The band’s expansive approach readily segues from pretty, horn and string-addled folk-rock to face-melting squalls of distortion, and trancey, percussive drones. It’s not surprising that McHugh counts The Velvet Underground and the Stooges’ Raw Power among the first albums that shaped him. At times, his music sounds like someone dropped “Venus in Furs” into “Search and Destroy.” Like those bands, McHugh’s music reflects a quest for a certain type of transcendence. McHugh is seeking something more than a typical rock show. Thus, the 17 compatriots.
“Who fucking cares if you can play your guitar like an ace, really?” McHugh asks. “We’re past the point where rock bands are going to make a really important impression. I’m not talking about market niches, I’m talking about changing people’s lives. There’s so much distance between the world now, so it’s super challenging, but there’s no barriers between the audience and the stage. I’m not staring at my bellybutton while I try to rip off a Dire Straits solo. I hope to be in your grill, and I hope you like it.”
Traveling, McHugh offered his thoughts on these five words.
PUNK ROCK: As D. Boon said, punk rock saved my life. It’s the reason I am where I am and I’m doing what I’m doing, for better or worse. Everything at heart that we do as a band is punk rock, I’d say. I started going to house shows in Greensboro and seeing all these punk rock shows and I never stopped exploring the political/ psychic/ physical/ musical ramifications of what punk rock is and what it evolved into. That’s where we’re at. That’s what’s funny about our image. People think we’re some kind of flower children, and we’re really a loud, fucked up punk rock band that likes free jazz. We’re into some shit associated with flower children, but we’ve all been punk rock road dogs for years.
PSYCHEDELIC: I think some of the best psychedelic albums of the last 20 years have been made by bands lumped into the punk-rock thing. It’s just being open to different sounds instead of being restricted by whatever notions people apply to terms like punk rock. Zen Arcade is one of the greatest psychedelic albums ever, even though Hüsker Dü is usually linked to punk rock. Really, psychedelia is the next step in open and expansive music. Sort of applying the freedom that punk rock blazed to music, if I want to play a one-minute free jazz part in the middle of your garage rock tune, it shouldn’t matter.

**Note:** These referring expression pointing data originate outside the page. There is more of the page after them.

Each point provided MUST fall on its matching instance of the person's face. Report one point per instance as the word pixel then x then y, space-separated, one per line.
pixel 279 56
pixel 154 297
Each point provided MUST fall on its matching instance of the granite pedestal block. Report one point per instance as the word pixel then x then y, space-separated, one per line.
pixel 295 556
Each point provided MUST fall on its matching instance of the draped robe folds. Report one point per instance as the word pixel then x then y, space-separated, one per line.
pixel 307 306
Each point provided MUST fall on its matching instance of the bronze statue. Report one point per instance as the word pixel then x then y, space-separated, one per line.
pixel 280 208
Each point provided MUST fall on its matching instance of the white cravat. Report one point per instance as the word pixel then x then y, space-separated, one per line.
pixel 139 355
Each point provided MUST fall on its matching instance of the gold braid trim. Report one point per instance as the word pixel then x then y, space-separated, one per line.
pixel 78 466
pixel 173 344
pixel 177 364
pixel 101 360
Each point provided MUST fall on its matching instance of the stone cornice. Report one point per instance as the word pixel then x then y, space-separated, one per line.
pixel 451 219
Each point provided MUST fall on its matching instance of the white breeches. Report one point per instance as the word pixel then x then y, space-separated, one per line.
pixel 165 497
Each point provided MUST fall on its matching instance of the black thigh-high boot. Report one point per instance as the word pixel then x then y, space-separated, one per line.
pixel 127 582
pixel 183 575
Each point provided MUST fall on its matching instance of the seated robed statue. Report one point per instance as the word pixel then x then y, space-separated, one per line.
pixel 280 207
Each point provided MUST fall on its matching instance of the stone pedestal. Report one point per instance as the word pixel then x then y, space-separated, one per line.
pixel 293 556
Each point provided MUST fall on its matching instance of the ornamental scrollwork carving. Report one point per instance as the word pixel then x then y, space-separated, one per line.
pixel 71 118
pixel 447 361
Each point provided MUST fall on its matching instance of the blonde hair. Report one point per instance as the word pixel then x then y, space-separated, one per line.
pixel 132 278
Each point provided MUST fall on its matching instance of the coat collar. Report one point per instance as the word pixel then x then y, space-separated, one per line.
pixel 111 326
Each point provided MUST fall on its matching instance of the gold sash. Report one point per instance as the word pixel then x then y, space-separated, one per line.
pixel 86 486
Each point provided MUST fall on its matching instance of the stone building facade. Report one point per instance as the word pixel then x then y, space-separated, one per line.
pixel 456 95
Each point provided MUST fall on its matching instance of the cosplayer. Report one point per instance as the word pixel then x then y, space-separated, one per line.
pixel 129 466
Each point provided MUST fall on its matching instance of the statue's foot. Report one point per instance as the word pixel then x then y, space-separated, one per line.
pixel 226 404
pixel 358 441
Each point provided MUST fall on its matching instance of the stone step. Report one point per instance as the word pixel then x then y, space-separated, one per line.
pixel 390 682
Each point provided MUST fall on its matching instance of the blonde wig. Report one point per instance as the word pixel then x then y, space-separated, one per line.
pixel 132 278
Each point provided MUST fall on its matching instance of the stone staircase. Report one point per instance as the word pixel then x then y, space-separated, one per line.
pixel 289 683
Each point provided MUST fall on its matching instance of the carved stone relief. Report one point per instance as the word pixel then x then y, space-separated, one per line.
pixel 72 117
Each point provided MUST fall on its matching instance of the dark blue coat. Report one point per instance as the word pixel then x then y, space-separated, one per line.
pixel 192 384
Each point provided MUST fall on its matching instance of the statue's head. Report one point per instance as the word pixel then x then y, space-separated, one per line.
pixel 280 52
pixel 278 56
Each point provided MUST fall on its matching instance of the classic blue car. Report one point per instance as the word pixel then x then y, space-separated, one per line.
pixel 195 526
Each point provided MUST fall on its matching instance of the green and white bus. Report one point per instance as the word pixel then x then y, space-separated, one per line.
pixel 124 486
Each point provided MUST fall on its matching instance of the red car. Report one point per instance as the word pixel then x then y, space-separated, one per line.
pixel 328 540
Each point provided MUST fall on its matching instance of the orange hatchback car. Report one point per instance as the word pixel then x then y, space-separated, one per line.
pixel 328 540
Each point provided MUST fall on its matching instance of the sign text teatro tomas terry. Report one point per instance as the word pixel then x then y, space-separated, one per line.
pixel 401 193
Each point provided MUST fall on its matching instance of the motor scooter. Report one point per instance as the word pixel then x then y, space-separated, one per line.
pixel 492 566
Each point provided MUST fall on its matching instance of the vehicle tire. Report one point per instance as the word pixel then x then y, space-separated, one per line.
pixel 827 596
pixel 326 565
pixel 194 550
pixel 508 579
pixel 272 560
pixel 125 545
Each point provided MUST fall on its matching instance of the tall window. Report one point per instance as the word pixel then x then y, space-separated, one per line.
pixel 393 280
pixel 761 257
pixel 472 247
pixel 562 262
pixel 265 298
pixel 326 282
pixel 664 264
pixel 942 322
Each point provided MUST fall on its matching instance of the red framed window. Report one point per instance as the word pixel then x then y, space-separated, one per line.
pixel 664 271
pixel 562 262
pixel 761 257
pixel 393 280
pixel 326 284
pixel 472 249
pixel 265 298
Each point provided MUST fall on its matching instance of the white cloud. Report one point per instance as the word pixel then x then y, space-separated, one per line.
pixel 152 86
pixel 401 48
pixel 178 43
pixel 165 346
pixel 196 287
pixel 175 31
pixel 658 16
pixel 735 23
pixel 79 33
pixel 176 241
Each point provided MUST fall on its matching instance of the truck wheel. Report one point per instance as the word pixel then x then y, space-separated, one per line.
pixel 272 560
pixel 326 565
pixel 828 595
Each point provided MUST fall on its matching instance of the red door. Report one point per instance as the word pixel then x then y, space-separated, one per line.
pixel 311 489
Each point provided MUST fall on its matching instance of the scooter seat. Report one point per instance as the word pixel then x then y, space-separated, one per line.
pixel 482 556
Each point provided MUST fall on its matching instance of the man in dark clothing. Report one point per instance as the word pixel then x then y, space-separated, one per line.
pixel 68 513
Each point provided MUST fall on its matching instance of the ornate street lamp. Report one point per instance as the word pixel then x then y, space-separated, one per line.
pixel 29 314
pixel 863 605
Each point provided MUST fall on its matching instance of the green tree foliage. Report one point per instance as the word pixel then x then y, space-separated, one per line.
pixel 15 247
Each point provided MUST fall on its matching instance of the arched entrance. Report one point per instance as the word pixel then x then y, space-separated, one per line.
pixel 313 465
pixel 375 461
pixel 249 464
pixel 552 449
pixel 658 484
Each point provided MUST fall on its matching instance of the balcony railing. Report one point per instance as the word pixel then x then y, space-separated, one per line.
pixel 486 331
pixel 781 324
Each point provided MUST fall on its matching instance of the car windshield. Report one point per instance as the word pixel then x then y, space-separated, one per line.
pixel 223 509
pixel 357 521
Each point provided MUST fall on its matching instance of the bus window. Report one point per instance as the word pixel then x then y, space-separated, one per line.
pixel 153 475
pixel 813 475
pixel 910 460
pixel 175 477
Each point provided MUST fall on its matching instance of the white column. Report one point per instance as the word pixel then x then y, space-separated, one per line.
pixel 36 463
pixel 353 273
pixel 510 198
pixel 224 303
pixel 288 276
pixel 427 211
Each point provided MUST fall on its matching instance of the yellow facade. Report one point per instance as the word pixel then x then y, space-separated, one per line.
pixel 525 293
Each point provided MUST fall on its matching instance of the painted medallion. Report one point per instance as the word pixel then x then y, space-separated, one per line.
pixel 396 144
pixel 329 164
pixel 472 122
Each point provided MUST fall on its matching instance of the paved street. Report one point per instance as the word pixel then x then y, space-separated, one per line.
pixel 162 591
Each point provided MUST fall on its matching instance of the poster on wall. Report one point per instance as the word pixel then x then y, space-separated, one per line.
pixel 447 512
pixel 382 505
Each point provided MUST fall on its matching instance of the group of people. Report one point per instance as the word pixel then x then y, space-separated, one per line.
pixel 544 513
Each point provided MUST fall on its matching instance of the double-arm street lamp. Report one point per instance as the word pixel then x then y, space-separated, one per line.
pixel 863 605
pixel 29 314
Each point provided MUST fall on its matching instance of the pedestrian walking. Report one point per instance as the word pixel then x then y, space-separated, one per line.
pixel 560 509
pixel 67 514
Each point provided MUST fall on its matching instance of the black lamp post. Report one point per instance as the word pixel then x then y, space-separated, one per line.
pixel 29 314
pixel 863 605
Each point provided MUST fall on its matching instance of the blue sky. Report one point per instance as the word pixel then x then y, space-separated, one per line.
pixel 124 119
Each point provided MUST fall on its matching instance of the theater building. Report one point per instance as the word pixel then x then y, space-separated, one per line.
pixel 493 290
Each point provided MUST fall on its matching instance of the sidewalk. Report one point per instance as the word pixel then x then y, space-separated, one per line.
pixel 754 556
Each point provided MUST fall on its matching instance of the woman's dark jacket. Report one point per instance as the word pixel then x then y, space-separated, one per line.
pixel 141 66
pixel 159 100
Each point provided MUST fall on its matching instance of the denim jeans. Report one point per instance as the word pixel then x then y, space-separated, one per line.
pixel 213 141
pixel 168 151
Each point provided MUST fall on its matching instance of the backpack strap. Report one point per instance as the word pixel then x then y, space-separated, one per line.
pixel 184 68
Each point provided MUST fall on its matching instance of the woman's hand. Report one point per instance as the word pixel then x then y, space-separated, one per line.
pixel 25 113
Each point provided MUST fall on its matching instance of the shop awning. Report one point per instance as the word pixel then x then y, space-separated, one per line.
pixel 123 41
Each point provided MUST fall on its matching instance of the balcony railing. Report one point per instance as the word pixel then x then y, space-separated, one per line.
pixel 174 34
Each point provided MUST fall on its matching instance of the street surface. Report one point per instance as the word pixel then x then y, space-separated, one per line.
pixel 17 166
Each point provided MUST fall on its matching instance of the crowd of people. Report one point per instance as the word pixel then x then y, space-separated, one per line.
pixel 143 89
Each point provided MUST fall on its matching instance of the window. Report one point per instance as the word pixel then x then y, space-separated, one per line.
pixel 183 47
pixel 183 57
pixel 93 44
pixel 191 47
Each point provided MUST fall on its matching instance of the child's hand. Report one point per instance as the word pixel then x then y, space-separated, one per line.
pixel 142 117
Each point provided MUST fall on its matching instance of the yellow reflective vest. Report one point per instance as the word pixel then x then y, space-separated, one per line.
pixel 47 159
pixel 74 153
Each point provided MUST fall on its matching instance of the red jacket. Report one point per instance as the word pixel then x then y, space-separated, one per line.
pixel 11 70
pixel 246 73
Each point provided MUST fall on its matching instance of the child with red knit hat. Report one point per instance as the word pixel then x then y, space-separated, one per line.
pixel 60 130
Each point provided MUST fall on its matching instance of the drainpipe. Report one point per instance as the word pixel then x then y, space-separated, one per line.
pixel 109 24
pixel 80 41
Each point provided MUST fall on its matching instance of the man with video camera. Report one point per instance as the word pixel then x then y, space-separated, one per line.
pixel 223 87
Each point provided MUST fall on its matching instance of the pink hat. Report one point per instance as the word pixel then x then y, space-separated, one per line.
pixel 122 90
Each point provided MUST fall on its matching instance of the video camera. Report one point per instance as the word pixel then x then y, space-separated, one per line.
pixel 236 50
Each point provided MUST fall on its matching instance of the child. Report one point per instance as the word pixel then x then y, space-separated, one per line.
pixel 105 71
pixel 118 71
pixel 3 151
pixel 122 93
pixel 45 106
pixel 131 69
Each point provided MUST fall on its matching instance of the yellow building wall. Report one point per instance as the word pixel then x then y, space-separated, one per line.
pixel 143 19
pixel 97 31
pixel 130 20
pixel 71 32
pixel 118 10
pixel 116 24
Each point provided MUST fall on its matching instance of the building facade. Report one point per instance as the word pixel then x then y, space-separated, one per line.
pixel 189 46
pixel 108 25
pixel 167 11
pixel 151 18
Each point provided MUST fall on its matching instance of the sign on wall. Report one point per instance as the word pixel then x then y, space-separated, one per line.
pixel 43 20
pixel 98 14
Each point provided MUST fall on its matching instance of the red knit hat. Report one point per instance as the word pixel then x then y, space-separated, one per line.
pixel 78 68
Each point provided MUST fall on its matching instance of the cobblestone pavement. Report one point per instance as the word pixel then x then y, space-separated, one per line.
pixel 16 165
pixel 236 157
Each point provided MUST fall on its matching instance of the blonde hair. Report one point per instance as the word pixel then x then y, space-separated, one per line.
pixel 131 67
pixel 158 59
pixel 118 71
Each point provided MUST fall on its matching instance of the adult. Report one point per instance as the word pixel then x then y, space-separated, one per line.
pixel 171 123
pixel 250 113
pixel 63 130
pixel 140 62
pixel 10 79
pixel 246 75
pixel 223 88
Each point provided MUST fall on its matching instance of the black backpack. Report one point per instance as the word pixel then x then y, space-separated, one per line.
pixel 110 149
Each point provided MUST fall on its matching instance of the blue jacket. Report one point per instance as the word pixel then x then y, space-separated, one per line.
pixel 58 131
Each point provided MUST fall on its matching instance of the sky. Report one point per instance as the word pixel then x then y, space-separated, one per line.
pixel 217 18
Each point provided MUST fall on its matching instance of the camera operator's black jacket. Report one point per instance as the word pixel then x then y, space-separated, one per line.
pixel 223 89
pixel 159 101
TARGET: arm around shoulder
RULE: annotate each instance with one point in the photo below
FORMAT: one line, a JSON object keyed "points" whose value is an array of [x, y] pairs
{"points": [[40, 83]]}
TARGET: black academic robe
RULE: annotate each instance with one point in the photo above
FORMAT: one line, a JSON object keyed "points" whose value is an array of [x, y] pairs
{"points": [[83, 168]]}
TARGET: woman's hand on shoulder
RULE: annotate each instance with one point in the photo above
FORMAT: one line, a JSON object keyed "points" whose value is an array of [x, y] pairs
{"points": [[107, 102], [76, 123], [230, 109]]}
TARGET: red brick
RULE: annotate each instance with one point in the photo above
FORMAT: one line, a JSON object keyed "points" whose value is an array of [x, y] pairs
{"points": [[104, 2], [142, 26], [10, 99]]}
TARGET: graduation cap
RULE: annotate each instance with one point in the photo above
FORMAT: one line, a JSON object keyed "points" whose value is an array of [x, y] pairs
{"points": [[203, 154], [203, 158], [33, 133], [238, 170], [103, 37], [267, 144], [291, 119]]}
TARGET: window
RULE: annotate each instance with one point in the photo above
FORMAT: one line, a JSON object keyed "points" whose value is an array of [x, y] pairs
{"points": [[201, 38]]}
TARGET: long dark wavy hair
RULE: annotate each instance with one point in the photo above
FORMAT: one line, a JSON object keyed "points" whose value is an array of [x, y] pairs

CULTURE: Athens has a very active culture. We’re really proud to be a part of that and it behooved us being a part of that … I lived in Greensboro and made music there for a long time, and it was either really raffle or really sad music. All of a sudden, down here, there are all these people who were willing to celebrate it and joined in with it. It became this carnival. There’s still the rage and still pathos because I’m human, but people were participating in it so hard, on such a true level, that you can’t help but be joyous about what you’re doing.
AUDIENCE: There is no difference between the band and the audience in any way. We’re a big fucking band so we’re always spilling. People are really lost in the rapture of performance, you’d be surprised; the staunchest hipster in Austin at SXSW is painting her face purple, putting confetti in her hair and flipping the fuck out with a tambourine. Badly, but that’s what happens.
TEAMWORK: The one word in my situation that I would spout out Rorschach-style is necessary. We live in a huge, enormous, ambulatory giant iron tube [a 35-foot GMC bus], and everyone in the world is a complex individual, so we have to make that work. On the level of emotional survival, teamwork is absolutely necessary, never mind the schematic issues we face, automotive issues, gear issues. This is where we live, and we got good at it.
Dark Meat and Monotonix play Slim’s in Raleigh Tuesday, April 15, at 10 p.m. Cover is $3.